What is the ideal amount of time for students to spend in school? Some experts say more time in school is the key to providing students with a successful education. The average school day in the US is between 6 and 7 hours per day, usually from around 8:00 am until somewhere around 2:00 pm. Most states require about 180 days of school per year, with different breakdowns of how those days are scheduled. Typically, students get between 900 and 1200 hours worth of schooling each year, which is above the global average, but lower than some elite countries like China or Germany. These guidelines provide a legal minimum for how much schooling children need, but they do not address the question of whether students would benefit from having more school.
Longer school days, sometimes called extended learning time (or ELT), have become more and more common in recent years, particularly among charter schools and low-performing schools looking to improve their academic achievement levels. Schools whose students underperform in standardized testing have turned to ELT as a way to raise their average scores, often with strong results.

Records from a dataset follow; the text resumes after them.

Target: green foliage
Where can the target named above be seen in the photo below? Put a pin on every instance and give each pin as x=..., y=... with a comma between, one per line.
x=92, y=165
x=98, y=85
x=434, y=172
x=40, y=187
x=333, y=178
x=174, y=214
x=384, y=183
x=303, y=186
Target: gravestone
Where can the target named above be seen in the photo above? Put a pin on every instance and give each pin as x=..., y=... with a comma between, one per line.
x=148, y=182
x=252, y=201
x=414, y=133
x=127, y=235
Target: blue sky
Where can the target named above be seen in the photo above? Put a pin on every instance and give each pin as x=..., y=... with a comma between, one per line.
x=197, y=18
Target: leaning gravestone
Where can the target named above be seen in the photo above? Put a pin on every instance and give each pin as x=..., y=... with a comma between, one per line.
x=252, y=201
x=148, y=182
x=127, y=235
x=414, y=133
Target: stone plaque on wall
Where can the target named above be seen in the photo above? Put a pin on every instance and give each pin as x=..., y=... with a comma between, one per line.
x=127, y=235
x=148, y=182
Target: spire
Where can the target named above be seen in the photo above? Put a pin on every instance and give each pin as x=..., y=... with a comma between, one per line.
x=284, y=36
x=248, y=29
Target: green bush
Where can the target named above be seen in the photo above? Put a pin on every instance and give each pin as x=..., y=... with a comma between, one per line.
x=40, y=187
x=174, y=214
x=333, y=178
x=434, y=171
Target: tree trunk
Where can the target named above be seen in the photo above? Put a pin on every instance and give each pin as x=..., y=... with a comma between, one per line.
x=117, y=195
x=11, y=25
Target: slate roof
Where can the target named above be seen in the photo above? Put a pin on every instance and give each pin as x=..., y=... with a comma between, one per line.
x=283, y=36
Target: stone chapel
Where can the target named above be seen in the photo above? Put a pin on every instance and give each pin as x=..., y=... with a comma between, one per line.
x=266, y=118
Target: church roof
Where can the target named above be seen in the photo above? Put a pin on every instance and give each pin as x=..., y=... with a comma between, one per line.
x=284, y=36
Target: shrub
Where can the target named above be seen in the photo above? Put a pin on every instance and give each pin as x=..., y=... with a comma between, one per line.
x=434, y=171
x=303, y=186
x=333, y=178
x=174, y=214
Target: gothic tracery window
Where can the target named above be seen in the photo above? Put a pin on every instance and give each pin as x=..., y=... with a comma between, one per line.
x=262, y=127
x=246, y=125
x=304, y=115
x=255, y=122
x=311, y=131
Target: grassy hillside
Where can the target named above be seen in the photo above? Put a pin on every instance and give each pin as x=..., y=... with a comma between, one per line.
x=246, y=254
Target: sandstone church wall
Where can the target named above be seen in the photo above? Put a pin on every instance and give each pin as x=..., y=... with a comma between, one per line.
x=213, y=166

While each school district implements ELT initiatives differently, funding is usually provided to supplement the school year with about 300 extra hours of learning time, which means adding roughly 90 minutes worth of classes each day. This additional time can be used for everything from core subjects to extracurricular activities.
One of the most ambitious examples of ELT started in 2013 when the US Department of Education joined forces with the National Center on Time & Learning and the Ford Foundation to start a “Time Collaborative.” Over the course of 3 years, 40 schools in 5 different states received funding to redesign their schedules to extend the education they provide.
While projects like this may seem like an indication of where education in the United States is heading, a longer school day does have some notable drawbacks. Let’s take a look at some of the pros and cons of having a longer school day.
On the pro side, the more hours teachers have with students, the more they are able to teach. Schools that introduce ELT or a similar program are able to offer academic enrichment programs that other schools lack the time to introduce. Aside from the benefit to essential programs such as math and English, having more hours in the day gives schools the opportunity to provide a more diverse range of activities for students outside of core subjects. This newfound time allows programs to focus on artistic or athletic pursuits, without taking away from students’ basic education.
Another concern that more school time can help address is slightly less direct. Based on the structure of a typical American workday, the schedules of parents and children often don’t align. Balancing parenting responsibilities with work responsibilities is especially difficult when scheduling conflicts force parents to choose between being there for their kids and finishing a project at work. By extending the classes to later in the day, parents who finish work at 5 o’clock may be able to pick up their children or meet them at home, something that is impossible for most families if school ends at 2 or 3 o’clock.
However logical this may sound, research has actually been inconclusive. A 2006-2007 study by the Massachusetts Department of Education found that students scored an average of 5-10% percent better on tests when their school day was increased by 25%, which seems to be a very small result from such a large increase in schooling. Similar studies conducted in other districts were not able to find any such connection between average time spent in school and average test scores.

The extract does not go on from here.